Aquí vienen cosas muy prácticas que debemos asimilar y debatir. Por ejemplo, cada vez que un hondureño común discute sobre los problemas domésticos, alguien, casi mágicamente, aparece mencionándole el fracaso del socialismo del siglo XXI y las penurias que pasan los venezolanos. Pocos hondureños saben que ninguno en este país ha tenido nunca acceso a todas las ventajas que ha traído la revolución bolivariana al pueblo venezolano. Todo este proceso se da en el imaginario, en el debate de las ideas.
Si nos preguntamos “fracasaron la revolución bolivariana y el socialismo del siglo XXI”, por ejemplo, la respuesta tendría que ser dividida. Simplemente los parámetros para valorar el éxito o fracaso dependen de los intereses de clase de cada quien. Seguramente la derecha venezolana pregona un supuesto fracaso, porque no termina de aceptar que el patrimonio de toda la nación sea distribuido de una forma más justa. Para la mayoría de los venezolanos, la revolución es profundamente exitosa, pero, aun así, muchos votan en favor de los intereses que apuntan a quitarles todo ¿Por qué?
Muchas personas de izquierda se aferran cuasi con religiosidad a la parte económica; argumentan que mientras la revolución coexista con la burguesía criminal, permita la propiedad privada y la libertad de empresa.

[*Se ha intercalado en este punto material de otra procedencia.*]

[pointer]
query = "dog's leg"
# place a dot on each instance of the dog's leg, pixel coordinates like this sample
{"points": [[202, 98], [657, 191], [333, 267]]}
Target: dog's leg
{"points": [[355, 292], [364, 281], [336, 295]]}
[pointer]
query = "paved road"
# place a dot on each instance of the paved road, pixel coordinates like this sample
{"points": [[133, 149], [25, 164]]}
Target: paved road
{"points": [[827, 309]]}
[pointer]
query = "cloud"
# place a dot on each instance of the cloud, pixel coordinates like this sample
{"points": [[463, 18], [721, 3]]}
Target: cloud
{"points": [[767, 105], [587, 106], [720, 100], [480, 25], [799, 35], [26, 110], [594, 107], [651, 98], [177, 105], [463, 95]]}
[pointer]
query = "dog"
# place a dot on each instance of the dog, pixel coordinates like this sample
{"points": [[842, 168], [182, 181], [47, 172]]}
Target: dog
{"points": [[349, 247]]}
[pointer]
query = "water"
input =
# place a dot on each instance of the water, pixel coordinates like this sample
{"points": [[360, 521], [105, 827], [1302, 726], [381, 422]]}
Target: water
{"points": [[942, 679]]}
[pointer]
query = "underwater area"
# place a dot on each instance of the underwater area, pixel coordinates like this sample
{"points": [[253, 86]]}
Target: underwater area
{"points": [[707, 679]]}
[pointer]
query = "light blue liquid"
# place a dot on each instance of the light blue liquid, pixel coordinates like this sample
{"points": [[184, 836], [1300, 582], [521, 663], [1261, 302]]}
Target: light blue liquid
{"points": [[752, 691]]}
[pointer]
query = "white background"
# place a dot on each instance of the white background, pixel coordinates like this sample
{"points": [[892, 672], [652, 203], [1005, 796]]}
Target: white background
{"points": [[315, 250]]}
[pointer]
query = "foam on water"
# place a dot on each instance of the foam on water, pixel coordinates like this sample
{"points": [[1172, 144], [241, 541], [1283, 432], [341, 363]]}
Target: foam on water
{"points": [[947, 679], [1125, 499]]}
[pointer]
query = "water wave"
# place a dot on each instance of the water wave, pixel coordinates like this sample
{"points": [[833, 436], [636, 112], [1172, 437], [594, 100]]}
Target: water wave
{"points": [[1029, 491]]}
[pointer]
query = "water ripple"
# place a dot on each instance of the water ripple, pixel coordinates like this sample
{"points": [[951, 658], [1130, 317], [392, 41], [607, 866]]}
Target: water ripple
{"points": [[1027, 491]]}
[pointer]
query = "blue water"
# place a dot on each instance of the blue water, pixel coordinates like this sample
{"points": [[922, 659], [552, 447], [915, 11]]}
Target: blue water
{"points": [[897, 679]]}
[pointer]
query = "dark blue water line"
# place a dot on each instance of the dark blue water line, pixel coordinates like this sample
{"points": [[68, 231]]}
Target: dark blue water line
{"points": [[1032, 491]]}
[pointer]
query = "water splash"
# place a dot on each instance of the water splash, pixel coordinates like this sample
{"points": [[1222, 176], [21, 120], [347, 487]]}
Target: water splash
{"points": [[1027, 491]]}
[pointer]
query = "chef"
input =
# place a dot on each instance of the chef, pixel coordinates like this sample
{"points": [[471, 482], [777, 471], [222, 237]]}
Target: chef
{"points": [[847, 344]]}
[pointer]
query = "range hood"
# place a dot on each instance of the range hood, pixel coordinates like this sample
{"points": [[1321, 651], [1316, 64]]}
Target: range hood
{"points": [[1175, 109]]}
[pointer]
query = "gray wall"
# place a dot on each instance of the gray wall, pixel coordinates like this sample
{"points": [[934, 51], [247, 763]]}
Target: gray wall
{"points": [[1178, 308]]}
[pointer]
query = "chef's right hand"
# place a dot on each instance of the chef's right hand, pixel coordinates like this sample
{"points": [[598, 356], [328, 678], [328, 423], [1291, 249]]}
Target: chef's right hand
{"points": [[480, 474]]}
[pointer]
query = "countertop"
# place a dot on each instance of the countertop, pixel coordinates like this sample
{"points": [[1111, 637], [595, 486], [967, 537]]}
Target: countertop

Pero ¿será que, emprendiendo esa ruta, se cambiará la ideología predominante? Justamente las bases para una contrarrevolución son aquellas raíces que quedan en la mente de las sociedades, que se aferran a lo que han conocido siempre.
Indudablemente, sería irresponsable buscar fórmulas para recetar a los pueblos, pero la tarea de cambiar la ideología dominante es fundamental para completar un proceso revolucionario, que debe terminar, además, siendo hegemónico y controlando el poder. Además, es imperativo comprender que el proceso es dialéctico, esto significa, entre otras cosas, que el enemigo está siempre presente y activo; siempre conspirando para terminar lo que nosotros hacemos.